Bill Hendley

Personal information
- Full name: William Hendley
- Born: 16 November 1834 Pirton, Hertfordshire, England
- Died: 4 September 1895 (aged 60) Dunedin, New Zealand
- Height: 5 ft 10+1⁄2 in (1.79 m)
- Bowling: Right-arm medium-pace
- Role: Bowler

Domestic team information
- 1864/65–1872/73: Otago

Career statistics
| Competition | First-class |
| Matches | 8 |
| Runs scored | 22 |
| Batting average | 2.00 |
| 100s/50s | 0/0 |
| Top score | 11 |
| Balls bowled | 860 |
| Wickets | 37 |
| Bowling average | 8.48 |
| 5 wickets in innings | 2 |
| 10 wickets in match | 1 |
| Best bowling | 8/28 |
| Catches/stumpings | 9/– |
- Source: ESPNcricinfo, 4 April 2023

= Bill Hendley =

New Zealand cricketer (1834–1895)

William Hendley (16 November 1834 – 4 September 1895) was a New Zealand cricketer. He played eight first-class matches for Otago between 1864 and 1873.

==Life and career==
Hendley was born in England, where he worked as a farm labourer in East Anglia before migrating to the Victorian goldfields in about 1860. He played cricket in the Castlemaine area between 1860 and 1864.
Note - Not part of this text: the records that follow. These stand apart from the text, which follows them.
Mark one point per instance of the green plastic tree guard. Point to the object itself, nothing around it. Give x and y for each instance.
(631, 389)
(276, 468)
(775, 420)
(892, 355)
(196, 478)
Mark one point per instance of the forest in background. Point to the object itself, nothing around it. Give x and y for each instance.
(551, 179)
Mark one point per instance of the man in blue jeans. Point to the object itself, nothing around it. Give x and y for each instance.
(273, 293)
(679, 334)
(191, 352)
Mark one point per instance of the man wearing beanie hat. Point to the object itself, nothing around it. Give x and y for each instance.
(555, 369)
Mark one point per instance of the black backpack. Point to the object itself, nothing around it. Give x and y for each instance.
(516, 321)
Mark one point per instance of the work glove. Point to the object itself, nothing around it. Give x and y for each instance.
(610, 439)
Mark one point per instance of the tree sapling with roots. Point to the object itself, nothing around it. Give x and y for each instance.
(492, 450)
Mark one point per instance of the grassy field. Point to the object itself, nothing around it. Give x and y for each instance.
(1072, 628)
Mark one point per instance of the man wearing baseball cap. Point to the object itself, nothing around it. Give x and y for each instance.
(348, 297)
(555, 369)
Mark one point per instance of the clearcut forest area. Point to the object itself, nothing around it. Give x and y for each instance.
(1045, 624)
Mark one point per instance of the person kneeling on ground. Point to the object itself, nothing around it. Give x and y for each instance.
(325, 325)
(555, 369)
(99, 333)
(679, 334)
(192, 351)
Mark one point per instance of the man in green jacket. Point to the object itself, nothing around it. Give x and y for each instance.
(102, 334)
Hendley moved to Dunedin in 1864 and took up the position of groundsman and professional bowler and coach with the Dunedin Cricket Club. A right-arm medium-paced bowler, he was a strong man, five feet ten and a half inches tall, said to be able to carry a sack of wheat under each arm.

Hendley was one of the first bowlers in first-class cricket to run out a batsman who was backing up out of his crease. He did it on two occasions, both against Canterbury: dismissing Walter Wilson in February 1865, and Richard Powys in February 1866. The dismissals were considered unusual but not controversial. The Lyttelton Times reporter in February 1865 was evidently unfamiliar with the mode of dismissal and recorded it among the scores as "Mr. Wilson, st and b Hendley 2" – that is, stumped and bowled by Hendley, which is not a possible dismissal under the laws of cricket.

In his first match for Otago, Hendley took 5 for 37 and 2 for 26 in a four-wicket loss to Canterbury in the 1865 match when he ran out Wilson. His best first-class bowling figures were 8 for 28 and 3 for 34, when Otago beat Canterbury by four wickets in December 1869.

Hendley remained active in Dunedin cricket for the rest of his life, as groundsman, coach, umpire and professional player and bowler. A few days after his death from pneumonia in September 1895 a new club was inaugurated in Dunedin and named the Hendley Cricket Club in his honour.

Hendley's wife Jane died of consumption in 1879, and their three young daughters were admitted to the Industrial School in Dunedin, where neglected and orphaned children were housed and trained for useful work. The daughters all grew up, and Hendley's will left "a little money for division" among them.